Implementing some form of crash accountability — that is, not dinging carriers for crashes they couldn’t prevent — in the federal Compliance, Safety, Accountability carrier ranking/scoring program could have a significant impact on carriers’ rankings within the system, concludes the American Transportation Research Institute in a report released Nov. 10.

And, ATRI’s report concludes, changing the rankings is not just an issue of fairness: The Crash Indicator BASIC can cause carriers to lose business, drive insurance costs higher, tangle carriers in litigation and tie up trucks and drivers with more frequent inspections.

In a review of 15 carriers’ CSA ratings in the Crash Indicator BASIC, all but one carrier had their rankings fall and half saw them fall by more than 5 percent when ATRI weeded out so-deemed “non-preventable crashes.”

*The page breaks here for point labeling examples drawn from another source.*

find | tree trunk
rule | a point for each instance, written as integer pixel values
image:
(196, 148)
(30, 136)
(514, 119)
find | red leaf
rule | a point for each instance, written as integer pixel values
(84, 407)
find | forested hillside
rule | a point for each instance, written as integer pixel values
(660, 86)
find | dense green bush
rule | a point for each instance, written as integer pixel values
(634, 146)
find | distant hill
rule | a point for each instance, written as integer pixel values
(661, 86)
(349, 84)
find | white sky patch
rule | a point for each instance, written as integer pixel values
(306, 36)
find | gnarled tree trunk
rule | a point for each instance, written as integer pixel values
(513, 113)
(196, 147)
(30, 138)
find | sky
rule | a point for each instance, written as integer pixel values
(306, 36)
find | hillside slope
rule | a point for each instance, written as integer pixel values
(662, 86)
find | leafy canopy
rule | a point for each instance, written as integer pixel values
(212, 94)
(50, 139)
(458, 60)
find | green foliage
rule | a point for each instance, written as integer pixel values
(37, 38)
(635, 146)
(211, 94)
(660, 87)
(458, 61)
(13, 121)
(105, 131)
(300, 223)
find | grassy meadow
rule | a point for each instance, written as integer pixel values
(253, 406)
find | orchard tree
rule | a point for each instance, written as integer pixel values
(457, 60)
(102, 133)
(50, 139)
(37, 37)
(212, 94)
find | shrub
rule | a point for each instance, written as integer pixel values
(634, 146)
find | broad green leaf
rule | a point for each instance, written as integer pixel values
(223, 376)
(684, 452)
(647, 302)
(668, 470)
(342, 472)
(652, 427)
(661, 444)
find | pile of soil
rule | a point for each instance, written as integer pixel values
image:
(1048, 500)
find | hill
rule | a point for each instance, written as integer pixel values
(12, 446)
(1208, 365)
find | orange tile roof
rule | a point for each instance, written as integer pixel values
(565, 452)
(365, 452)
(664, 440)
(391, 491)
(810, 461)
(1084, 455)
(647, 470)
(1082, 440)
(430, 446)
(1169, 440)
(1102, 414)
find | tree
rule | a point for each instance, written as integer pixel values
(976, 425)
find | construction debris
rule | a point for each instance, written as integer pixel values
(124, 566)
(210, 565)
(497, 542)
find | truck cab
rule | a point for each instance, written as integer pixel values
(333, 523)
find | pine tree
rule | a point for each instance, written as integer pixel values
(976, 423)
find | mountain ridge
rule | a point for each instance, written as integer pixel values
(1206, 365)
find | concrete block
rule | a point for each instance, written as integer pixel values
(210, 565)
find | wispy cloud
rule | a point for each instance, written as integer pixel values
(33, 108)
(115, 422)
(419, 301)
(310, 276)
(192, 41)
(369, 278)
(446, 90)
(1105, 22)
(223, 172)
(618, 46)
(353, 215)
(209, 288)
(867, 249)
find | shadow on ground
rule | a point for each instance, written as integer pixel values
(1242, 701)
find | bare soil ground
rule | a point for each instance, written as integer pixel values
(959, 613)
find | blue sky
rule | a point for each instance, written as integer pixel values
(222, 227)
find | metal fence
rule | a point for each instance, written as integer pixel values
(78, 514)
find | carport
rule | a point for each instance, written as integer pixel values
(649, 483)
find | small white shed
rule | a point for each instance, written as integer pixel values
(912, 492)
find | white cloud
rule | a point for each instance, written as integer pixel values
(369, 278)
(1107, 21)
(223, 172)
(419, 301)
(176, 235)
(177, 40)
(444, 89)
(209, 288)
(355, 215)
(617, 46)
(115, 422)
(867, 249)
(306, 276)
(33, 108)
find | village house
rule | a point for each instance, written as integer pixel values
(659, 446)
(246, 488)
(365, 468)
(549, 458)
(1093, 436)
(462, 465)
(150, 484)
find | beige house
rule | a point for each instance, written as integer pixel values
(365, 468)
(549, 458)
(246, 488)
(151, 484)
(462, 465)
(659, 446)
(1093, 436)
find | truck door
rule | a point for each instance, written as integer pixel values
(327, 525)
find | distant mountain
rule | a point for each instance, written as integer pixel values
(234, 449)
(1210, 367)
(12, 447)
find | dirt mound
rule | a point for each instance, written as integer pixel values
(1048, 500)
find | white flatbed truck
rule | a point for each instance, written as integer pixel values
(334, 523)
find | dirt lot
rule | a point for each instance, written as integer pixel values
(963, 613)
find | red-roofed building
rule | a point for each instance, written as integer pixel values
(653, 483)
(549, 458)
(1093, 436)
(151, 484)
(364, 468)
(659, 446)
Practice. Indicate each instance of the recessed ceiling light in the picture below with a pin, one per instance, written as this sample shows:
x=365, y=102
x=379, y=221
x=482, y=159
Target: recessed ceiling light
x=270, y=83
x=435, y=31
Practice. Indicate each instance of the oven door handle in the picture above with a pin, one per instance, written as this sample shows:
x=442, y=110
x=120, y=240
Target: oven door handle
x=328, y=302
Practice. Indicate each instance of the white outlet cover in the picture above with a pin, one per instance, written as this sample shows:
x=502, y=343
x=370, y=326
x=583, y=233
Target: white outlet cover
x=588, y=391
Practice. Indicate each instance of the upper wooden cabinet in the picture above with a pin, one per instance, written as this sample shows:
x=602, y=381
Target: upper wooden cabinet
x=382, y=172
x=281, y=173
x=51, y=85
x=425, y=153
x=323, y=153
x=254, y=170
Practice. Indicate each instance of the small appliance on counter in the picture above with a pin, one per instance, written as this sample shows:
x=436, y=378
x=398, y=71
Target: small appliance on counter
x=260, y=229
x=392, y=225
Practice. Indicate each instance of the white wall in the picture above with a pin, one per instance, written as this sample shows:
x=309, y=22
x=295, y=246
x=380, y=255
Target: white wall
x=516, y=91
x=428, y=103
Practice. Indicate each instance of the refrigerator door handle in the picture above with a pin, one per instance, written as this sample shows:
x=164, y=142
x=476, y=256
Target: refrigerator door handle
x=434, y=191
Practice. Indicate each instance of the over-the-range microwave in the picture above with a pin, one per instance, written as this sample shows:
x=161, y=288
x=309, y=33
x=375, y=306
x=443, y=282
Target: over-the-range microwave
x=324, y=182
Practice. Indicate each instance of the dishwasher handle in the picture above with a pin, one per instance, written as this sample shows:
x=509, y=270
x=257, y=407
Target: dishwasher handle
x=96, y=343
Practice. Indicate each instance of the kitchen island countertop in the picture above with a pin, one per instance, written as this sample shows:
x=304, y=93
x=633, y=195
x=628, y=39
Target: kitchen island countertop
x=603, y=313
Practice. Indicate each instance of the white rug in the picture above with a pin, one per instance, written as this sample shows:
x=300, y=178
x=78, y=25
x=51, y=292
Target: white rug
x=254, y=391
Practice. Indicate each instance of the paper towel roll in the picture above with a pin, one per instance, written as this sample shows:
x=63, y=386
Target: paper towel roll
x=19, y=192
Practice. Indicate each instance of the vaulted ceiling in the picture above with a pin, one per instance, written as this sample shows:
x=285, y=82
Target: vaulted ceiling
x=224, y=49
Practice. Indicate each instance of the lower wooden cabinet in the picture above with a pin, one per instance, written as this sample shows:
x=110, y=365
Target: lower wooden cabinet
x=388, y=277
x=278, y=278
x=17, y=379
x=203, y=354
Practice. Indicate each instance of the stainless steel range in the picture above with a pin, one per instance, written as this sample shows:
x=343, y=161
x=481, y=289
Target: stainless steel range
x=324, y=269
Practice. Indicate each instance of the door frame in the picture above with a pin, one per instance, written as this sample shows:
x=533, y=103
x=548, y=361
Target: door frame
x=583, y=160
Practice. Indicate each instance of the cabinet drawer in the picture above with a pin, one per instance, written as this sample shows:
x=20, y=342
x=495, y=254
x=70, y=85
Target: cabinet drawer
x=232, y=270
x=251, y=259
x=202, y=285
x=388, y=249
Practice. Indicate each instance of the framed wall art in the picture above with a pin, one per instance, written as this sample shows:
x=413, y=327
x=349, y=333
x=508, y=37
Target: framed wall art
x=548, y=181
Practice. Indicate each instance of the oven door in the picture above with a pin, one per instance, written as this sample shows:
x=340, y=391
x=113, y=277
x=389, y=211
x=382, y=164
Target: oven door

Three carriers saw their Crash Indicator ranking change more than 10 percent, and two others’ changed by 9 percent and 7.1 percent, respectively. The biggest change for any single carrier was a 14-percent drop. The carrier whose score didn’t fall was unchanged.

ATRI’s report runs counter to a January-released study from the Federal Motor Carrier Safety Administration, who concluded then the CSA program as a whole wouldn’t change much if some form of crash accountability were implemented. FMCSA also concluded implementation of such a system would be costly and yield little benefit to carriers.

But the studies were much different, as were the intentions of the researchers for each.

Whereas FMCSA’s study concentrated more on a cost-benefit analysis of implementing a crash weighting system, ATRI’s report focused on removing from the 14 carriers’ scores points associated with crashes in which fault could not be attributed to the carrier.